Interest in Commodity ETFs Continues to Drop

Given the current global and national economic environment, investors and advisors remain keen on finding new asset classes to put funds into. The main topics and asset classes investors continue to engage with are U.S. fixed income, U.S. equities, and international equities. This comes as no surprise as these topics are typically ones investors prefer to engage with the most.

The question that then arises is: Which asset classes and investment themes are advisors not as interested in? 

In this article, using data obtained from the Explorer platform, we will delve deeper into one of the asset classes that is not catching the attention of investors and advisors. We will also use data fromLOGICLY to look at some key characteristics of funds in that asset class. Using this data, we hope to give advisors insight into this asset class’s overall performance and try to answer the question of why attention continues to drop in it.

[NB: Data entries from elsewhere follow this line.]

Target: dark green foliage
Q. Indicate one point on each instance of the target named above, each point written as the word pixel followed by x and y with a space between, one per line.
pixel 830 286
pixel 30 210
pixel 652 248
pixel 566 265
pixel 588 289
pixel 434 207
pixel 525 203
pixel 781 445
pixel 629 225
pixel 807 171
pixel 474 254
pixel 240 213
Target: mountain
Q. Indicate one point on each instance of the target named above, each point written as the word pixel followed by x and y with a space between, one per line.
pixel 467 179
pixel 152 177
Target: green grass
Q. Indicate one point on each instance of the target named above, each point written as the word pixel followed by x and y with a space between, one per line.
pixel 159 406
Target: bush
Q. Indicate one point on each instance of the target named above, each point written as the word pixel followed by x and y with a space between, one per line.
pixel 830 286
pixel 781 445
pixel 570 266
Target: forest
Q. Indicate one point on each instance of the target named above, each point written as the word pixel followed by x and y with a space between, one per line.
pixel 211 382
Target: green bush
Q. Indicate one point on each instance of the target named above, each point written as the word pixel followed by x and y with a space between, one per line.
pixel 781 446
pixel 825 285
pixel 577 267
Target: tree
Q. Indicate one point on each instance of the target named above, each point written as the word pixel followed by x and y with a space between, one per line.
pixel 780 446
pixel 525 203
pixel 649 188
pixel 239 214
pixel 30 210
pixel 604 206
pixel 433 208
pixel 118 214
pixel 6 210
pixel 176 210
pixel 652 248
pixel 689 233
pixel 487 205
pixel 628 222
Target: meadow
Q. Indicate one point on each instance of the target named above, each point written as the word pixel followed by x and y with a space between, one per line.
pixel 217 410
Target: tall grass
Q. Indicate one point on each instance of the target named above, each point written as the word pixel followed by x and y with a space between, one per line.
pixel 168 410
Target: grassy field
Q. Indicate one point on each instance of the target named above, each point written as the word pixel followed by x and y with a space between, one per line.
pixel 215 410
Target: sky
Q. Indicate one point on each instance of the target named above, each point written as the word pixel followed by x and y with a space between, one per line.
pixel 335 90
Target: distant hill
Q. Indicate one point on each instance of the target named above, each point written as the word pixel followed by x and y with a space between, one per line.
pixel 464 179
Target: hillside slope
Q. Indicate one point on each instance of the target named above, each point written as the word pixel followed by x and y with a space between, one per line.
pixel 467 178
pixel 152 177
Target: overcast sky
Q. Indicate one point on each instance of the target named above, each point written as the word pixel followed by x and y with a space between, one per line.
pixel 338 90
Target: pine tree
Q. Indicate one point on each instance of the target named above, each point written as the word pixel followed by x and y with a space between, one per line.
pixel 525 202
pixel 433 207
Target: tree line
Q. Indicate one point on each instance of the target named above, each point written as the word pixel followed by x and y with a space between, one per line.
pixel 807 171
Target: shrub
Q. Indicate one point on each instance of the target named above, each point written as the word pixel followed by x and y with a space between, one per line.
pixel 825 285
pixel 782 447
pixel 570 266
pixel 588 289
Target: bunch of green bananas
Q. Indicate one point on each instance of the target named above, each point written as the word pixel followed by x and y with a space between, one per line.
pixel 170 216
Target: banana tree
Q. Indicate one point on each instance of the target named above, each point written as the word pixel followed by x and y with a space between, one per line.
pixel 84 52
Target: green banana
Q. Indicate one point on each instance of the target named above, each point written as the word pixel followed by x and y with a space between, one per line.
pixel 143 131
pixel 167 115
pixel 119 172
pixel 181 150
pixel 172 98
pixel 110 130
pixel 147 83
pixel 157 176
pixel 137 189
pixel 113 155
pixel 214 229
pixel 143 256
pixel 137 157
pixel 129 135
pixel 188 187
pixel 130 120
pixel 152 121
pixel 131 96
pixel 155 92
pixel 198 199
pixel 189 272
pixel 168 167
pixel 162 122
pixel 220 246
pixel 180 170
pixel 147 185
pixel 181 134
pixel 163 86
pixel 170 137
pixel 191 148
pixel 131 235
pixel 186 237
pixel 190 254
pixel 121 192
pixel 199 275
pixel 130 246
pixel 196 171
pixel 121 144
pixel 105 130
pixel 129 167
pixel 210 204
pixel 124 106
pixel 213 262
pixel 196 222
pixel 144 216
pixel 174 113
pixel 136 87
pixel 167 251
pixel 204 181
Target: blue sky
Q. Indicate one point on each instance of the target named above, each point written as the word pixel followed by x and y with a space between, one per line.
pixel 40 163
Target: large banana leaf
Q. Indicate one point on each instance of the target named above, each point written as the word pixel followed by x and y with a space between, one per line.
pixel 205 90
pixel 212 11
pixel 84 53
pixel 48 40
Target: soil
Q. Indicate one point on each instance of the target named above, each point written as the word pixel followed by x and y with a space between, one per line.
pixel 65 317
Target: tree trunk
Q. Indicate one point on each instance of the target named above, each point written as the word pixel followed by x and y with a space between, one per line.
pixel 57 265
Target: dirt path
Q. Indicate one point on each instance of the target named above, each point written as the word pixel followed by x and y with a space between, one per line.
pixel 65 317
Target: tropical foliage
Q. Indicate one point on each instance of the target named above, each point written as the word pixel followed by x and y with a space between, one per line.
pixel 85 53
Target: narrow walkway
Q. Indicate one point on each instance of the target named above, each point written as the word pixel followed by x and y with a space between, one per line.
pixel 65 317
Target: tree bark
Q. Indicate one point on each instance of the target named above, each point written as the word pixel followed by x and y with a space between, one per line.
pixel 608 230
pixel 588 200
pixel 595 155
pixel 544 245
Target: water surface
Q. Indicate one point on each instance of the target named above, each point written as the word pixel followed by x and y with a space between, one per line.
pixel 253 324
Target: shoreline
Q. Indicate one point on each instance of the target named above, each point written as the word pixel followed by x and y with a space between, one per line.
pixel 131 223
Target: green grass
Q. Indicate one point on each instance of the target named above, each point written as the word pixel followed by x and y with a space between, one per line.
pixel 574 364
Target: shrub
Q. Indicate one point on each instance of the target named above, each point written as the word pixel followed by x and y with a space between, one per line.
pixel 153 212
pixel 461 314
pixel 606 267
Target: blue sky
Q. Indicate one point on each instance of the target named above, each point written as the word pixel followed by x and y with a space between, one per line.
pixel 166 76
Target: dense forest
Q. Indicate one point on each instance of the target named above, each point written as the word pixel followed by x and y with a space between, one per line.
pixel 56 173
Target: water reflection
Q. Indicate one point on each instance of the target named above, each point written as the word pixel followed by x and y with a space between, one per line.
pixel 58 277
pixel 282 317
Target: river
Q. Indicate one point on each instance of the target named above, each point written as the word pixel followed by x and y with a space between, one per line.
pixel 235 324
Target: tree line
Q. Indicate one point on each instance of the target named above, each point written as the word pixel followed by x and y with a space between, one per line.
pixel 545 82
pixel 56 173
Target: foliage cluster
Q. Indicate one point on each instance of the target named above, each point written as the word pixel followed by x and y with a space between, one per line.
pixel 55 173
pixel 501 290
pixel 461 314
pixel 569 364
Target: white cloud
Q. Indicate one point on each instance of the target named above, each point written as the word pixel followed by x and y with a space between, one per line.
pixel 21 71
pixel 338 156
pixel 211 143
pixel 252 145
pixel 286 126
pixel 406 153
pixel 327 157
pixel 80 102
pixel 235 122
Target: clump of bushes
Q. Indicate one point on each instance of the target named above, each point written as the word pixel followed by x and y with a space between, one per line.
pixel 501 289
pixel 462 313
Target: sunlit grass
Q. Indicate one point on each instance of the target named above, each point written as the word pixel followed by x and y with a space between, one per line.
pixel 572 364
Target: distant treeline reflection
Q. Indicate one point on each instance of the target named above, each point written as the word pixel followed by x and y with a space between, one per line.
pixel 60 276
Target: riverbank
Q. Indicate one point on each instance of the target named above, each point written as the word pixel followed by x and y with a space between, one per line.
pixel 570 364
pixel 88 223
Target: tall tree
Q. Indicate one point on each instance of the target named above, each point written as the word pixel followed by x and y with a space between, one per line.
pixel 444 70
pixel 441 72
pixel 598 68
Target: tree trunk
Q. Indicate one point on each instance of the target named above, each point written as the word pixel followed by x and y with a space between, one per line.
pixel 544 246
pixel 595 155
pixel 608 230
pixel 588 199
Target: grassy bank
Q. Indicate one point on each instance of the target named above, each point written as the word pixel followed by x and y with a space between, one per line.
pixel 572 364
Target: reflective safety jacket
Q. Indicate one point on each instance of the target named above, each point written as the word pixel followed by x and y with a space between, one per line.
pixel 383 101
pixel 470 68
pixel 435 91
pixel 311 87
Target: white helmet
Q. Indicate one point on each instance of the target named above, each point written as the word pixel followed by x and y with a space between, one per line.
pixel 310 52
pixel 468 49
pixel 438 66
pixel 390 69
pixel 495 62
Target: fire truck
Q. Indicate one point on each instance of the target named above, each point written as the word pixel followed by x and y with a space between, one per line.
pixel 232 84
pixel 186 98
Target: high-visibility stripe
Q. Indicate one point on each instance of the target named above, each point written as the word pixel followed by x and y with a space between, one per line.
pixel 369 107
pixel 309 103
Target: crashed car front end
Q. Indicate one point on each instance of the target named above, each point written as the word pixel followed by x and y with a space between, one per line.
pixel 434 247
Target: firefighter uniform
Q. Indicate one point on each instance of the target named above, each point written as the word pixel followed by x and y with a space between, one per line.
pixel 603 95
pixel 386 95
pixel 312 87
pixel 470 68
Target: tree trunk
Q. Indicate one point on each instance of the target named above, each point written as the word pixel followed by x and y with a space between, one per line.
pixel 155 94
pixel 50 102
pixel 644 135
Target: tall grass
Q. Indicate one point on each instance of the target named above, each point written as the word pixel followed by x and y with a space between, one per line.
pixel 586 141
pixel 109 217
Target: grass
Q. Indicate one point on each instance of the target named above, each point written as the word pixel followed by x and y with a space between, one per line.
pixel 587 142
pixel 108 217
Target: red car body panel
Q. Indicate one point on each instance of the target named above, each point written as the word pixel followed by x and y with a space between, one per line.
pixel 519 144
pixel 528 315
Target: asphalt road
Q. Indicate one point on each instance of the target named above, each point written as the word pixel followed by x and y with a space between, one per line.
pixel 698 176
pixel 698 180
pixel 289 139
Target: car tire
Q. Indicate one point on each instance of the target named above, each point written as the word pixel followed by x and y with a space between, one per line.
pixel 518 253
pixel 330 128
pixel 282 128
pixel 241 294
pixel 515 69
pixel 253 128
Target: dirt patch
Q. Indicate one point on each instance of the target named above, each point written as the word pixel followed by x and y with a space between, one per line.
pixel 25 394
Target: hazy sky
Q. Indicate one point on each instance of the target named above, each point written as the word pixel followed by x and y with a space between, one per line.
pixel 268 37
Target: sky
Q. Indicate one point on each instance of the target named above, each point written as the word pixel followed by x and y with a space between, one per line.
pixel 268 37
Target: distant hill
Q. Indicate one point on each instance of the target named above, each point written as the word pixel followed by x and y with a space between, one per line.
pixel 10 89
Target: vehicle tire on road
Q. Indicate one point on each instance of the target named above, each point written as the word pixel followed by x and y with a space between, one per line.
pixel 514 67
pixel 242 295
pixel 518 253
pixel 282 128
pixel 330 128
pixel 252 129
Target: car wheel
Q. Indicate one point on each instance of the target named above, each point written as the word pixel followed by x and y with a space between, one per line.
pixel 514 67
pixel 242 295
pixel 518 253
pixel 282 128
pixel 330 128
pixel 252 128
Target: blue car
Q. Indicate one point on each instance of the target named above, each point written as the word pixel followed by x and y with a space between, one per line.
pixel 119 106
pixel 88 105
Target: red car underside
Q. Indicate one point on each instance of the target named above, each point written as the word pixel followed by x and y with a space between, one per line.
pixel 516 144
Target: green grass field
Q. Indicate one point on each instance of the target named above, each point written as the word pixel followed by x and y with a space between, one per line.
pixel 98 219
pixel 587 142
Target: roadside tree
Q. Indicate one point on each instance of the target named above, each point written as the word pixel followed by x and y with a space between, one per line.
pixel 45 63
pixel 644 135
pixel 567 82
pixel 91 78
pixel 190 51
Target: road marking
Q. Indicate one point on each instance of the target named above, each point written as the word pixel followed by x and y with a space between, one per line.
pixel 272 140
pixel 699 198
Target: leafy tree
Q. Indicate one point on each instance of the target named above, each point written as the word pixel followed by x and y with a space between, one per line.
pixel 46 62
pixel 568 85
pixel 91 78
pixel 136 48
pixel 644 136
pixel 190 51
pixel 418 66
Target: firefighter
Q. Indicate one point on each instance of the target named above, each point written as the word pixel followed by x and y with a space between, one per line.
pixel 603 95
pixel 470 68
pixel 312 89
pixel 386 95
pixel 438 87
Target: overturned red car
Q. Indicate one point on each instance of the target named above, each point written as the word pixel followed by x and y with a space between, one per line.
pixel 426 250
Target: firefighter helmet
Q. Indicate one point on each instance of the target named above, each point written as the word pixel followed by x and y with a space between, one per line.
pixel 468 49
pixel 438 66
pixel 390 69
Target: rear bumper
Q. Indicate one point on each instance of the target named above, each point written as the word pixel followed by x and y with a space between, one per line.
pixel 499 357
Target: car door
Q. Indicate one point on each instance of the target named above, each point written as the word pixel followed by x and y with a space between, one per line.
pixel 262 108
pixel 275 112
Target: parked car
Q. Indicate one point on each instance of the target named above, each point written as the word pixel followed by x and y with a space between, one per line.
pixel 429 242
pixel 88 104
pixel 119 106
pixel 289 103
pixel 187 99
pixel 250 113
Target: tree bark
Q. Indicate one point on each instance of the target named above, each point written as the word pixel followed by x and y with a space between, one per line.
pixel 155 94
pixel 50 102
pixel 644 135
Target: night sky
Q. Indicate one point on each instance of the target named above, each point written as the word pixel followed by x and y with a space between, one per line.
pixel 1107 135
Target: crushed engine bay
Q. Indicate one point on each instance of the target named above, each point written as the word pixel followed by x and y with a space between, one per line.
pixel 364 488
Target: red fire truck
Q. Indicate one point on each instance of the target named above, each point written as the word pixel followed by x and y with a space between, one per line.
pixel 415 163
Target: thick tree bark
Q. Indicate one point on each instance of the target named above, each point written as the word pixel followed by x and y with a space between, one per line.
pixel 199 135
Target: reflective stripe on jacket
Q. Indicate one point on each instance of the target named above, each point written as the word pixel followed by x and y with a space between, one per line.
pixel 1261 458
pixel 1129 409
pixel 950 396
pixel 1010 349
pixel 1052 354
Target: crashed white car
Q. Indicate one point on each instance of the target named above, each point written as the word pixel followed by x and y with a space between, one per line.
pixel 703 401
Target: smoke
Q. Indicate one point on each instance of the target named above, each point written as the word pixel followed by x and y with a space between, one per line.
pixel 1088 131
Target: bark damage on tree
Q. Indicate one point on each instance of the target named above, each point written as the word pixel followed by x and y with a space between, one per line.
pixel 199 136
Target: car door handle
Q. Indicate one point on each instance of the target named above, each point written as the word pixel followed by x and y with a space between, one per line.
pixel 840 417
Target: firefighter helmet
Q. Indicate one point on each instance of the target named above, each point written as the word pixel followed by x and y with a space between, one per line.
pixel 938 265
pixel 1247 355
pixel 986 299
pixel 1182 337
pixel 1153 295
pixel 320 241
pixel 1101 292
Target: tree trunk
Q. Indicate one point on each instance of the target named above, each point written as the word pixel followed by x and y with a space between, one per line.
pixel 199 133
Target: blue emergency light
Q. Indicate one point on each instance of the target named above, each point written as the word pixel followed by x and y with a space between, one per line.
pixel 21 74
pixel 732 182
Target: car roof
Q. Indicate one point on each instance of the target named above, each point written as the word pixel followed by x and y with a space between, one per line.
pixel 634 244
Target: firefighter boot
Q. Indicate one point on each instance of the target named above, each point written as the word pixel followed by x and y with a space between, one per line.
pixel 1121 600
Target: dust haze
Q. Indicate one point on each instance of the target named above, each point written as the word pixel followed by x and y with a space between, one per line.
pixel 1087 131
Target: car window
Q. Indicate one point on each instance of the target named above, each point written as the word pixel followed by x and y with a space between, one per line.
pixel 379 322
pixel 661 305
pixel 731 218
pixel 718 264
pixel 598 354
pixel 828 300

Advisor Interest Continues to Drop

Commodities are the asset class with the most significant dip in financial advisors’ interest. When referring to how the interest is measured, it is from data collected from the number of digital interactions investors and advisors engage with specific topics on VettaFi platforms. Since the beginning of June, financial advisor engagement with commodities content has dropped 20% per data from Explorer. The long-term data also show this trend as YTD data shows that it has dropped 14% per data from Explorer. The topics that advisors have shown the most interest in during this time frame are leveraged ETFs, U.S. fixed income, and U.S. equities. On top of that, the asset class has lost -2.0% of growth in its AUM YTD and -15.9% in the last year. Commodity ETFs have also lost more than 2 billion inflows YTD.

The significant drop in engagement and flows can be due to many different reasons, but one may be the sporadic nature of the asset class. It is a constant tendency that this asset class has shown unless it is in a super cycle. In addition, the economy as a whole this year has seen an increase in interest in the tech sector. As advisors and investors have paid significant attention to artificial intelligence companies and ETFs. Both of these reasons can be why advisor interest has dropped significantly this year.